By Judith Gayle | Political Waves
You’ve no doubt heard that old bit of wisdom disguised as a joke, “How do you eat an elephant?” The answer is obvious, pointing us back to what is elemental to the problem: since it’s too huge to swallow whole, you eat an elephant one bite at a time. Any project, no matter how overwhelming, begins with the first step, followed by the next and the next. Some projects are short-term, some long, but all of them require prioritizing and evaluating, and if we’re going to see them through to completion, we must keep moving forward, even on days when the elephantine proportions of our task dismay us.
In describing the elephant, I’m discounting the current TIME magazine cover featuring Chris Christie, conceived and executed by someone with the corroded self-image of the Mean Girl in your high school homeroom.
And while not ignoring the non-partisan corporatization of our political system, which has all but snuffed out the notion of public service, of statesmanship designed to further the public good, I have no choice but to point to the radicalization of the right-wingers as the elephant-at-large, as defined by Tim Dickinson in Rolling Stone: “As it works to lock in as many retrograde policies as possible before it finally chooses to either modernize or die, the Republican Party is like a wounded beast: Rarely has it been more dangerous.”
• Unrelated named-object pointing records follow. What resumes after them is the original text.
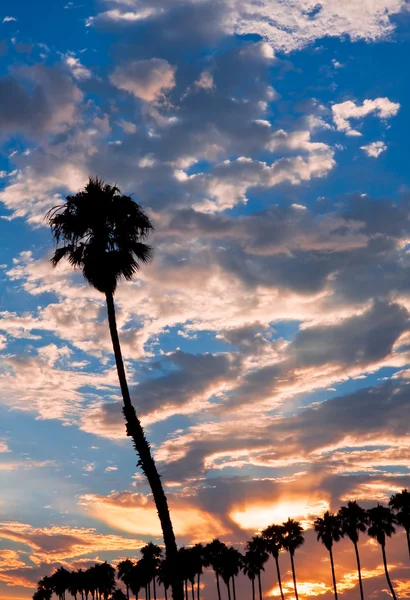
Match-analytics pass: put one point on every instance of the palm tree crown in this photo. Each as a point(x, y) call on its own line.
point(102, 233)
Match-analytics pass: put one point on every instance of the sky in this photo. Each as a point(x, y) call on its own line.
point(267, 345)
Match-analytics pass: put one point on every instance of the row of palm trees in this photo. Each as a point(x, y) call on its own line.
point(152, 569)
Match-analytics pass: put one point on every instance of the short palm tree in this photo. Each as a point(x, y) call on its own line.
point(354, 520)
point(273, 536)
point(102, 232)
point(329, 530)
point(381, 524)
point(292, 540)
point(400, 504)
point(124, 569)
point(260, 555)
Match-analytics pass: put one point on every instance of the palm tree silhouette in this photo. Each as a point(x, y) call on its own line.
point(292, 540)
point(273, 536)
point(400, 504)
point(213, 556)
point(329, 530)
point(354, 520)
point(102, 232)
point(381, 523)
point(124, 569)
point(260, 555)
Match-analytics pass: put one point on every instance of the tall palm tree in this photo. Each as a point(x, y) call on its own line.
point(381, 523)
point(124, 569)
point(260, 555)
point(273, 536)
point(354, 520)
point(292, 540)
point(213, 556)
point(400, 504)
point(329, 530)
point(102, 232)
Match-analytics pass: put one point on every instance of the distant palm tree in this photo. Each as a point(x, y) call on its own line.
point(381, 523)
point(273, 536)
point(124, 569)
point(213, 553)
point(292, 540)
point(329, 530)
point(400, 504)
point(102, 232)
point(259, 553)
point(354, 520)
Those of us who read liberal press on the internet have a good picture of what’s going on in the larger world, the environmental movement, the alternative parties, yadda. Those who favor conservative press have a good idea of what’s going on in FAUX News, the fantasies of the paranoid right and the multiple outposts of regional resistance across the nation that would rather fly a confederate flag than the Stars and Bars. Finding a way to take a bite out of so thin a slice of bitter consciousness is going to require a good deal of mature willingness on the part of the left.